Serevi joins the stars clamouring for Sevens' Olympic inclusion

The words of Fijian rugby legend Waisale Serevi were left ringing in the ears of Olympic officials following their two-day meeting in Queenstown. Serevi is the latest past or present rugby star to be enlisted by the International Rugby Board to help ensure their campaign to have Sevens become an Olympic medal sport is a success. Jonah Lomu and Lawrence Dallaglio are amongst other legends who have been used to promote ‘the push’ for Olympic inclusion. The Oceania National Olympic Committee started their latest general assembly on Tuesday, including debate on what country would host the 2016 Games and on changes to the sports on offer.

The words of Fijian rugby legend Waisale Serevi were left ringing in the ears of Olympic officials following their two-day meeting in Queenstown.

Serevi is the latest past or present rugby star to be enlisted by the International Rugby Board to help ensure their campaign to have Sevens become an Olympic medal sport is a success. Jonah Lomu and Lawrence Dallaglio are amongst other legends who have been used to promote ‘the push’ for Olympic inclusion.

The Oceania National Olympic Committee started their latest general assembly on Tuesday, including debate on what country would host the 2016 Games and on changes to the sports on offer.

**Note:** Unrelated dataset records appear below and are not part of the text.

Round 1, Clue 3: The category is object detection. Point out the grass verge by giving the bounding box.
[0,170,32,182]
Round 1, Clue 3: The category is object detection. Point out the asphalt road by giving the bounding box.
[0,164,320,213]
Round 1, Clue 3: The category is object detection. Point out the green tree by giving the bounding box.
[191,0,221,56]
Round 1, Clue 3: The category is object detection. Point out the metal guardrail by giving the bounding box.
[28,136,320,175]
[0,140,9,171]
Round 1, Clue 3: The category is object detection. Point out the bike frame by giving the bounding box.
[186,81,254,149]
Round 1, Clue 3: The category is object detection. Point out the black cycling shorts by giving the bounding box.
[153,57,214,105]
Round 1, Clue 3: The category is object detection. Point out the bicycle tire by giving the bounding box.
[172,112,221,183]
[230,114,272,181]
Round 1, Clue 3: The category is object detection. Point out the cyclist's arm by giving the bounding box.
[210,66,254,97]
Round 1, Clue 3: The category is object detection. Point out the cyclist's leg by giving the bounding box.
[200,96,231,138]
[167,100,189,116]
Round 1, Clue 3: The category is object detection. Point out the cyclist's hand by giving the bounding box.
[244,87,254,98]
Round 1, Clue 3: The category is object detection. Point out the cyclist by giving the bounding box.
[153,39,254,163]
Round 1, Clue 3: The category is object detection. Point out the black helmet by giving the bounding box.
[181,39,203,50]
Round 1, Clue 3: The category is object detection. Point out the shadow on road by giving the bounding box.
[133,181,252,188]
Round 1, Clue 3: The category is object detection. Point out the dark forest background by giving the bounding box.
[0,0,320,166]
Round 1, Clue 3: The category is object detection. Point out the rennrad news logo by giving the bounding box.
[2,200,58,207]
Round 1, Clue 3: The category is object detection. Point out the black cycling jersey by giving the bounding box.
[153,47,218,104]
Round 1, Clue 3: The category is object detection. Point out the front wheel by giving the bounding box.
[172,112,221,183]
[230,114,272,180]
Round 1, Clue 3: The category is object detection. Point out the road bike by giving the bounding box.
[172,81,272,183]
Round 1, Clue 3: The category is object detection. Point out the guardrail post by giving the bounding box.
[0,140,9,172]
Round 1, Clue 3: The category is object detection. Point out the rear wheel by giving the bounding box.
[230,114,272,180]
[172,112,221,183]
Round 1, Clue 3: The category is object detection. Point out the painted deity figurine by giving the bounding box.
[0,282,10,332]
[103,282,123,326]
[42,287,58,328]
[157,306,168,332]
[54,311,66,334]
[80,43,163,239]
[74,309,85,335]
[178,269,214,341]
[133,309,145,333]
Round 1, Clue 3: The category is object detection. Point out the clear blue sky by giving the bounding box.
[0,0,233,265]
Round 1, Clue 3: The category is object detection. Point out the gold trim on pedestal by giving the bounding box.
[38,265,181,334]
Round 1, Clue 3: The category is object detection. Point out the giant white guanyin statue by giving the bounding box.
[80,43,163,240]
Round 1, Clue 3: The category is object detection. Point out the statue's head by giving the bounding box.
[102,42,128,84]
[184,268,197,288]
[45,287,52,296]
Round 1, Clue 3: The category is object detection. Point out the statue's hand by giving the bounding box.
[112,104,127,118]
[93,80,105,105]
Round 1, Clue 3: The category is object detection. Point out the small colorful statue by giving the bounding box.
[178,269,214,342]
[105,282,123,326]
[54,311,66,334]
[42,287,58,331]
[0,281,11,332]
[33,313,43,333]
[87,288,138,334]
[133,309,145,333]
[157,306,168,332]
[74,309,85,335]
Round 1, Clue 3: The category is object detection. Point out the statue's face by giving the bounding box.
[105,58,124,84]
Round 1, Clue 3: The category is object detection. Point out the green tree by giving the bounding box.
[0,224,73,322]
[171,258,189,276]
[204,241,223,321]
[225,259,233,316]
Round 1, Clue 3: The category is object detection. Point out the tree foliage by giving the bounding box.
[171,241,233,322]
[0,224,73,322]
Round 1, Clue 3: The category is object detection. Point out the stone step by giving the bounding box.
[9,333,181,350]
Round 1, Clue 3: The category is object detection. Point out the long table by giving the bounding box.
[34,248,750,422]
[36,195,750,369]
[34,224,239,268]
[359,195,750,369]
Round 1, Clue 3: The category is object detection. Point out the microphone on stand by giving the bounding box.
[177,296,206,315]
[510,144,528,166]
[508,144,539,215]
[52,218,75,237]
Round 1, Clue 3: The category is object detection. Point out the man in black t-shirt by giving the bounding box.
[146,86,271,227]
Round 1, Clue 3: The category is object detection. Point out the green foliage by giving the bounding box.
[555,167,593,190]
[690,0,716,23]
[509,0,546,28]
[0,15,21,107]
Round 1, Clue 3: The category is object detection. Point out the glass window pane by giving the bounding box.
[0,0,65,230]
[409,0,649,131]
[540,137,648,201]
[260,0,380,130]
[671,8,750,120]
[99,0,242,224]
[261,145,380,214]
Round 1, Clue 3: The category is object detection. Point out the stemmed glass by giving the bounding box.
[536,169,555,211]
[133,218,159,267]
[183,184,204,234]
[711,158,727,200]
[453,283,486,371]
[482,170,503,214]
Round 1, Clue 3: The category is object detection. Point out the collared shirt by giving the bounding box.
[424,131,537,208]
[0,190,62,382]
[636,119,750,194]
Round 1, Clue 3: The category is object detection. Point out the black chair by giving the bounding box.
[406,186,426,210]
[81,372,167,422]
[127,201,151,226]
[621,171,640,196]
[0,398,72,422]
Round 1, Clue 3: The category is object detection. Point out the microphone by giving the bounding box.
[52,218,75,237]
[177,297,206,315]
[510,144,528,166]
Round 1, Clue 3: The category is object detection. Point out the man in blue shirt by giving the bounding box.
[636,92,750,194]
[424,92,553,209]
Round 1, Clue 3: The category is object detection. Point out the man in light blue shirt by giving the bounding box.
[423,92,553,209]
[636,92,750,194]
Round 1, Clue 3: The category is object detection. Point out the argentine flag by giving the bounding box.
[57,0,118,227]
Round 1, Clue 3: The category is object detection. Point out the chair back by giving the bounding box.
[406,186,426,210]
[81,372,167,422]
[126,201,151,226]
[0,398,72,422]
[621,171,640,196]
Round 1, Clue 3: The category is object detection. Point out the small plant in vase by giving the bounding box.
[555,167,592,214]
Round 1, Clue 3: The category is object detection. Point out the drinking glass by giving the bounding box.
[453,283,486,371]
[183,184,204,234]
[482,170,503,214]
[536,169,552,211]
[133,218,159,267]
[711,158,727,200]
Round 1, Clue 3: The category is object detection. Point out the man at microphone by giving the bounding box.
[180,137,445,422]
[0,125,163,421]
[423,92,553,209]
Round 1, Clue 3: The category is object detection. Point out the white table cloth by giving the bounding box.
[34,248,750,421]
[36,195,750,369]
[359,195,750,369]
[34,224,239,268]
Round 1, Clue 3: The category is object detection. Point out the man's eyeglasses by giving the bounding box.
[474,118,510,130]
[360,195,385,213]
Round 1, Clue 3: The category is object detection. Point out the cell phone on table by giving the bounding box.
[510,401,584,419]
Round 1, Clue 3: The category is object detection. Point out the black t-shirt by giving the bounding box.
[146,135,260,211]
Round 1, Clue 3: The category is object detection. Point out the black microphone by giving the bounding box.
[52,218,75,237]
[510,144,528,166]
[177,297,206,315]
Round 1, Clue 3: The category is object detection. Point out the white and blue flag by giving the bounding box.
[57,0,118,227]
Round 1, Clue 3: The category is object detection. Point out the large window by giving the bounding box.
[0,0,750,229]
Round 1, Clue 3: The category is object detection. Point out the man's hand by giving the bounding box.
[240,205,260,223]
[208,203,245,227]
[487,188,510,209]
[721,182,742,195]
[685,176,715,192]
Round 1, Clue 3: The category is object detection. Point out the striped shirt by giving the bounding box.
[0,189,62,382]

Rugby is in the running, along with baseball, softball, golf, karate, roller-sports and squash. Baseball and softball were earlier voted off the Olympic schedule for the 2012 London Olympics.

"Small nations such as Fiji, Samoa, Tonga, Kenya, Argentina and New Zealand would be in with a chance," Serevi said.

Also included in the delegation was the IRB's Kit McConnell, who said rugby was ready for re-integration into the Olympics via Sevens. He tabled figures showing rugby was now played in 116 countries, by three million people.

McConnell added that the recent Rugby World Cup Sevens tournament in Dubai showed how efficiently a men's and women's tournament could run side-by-side. Previously the International Olympic Committee has shied away from Sevens as there were no top-line international tournaments for women.

The IRB organised a women's World Cup in Dubai partly to appease those feelings. The IOC will vote on the sports in October, at the same time they decide on the hosts for the 2016 Olympics. Front-runners Chicago have already expressed an interest in Sevens rugby.

IOC boss and former Belgium rugby boss Jacques Rogge said on the eve of the Queenstown summit that his rugby roots would have no impact on the IOC's eventual vote on sports for 2016, with the vote set to take place in October. "Let me say very clearly I do not vote," Rogge said.

"I have a lot of sympathy, but I have no vote".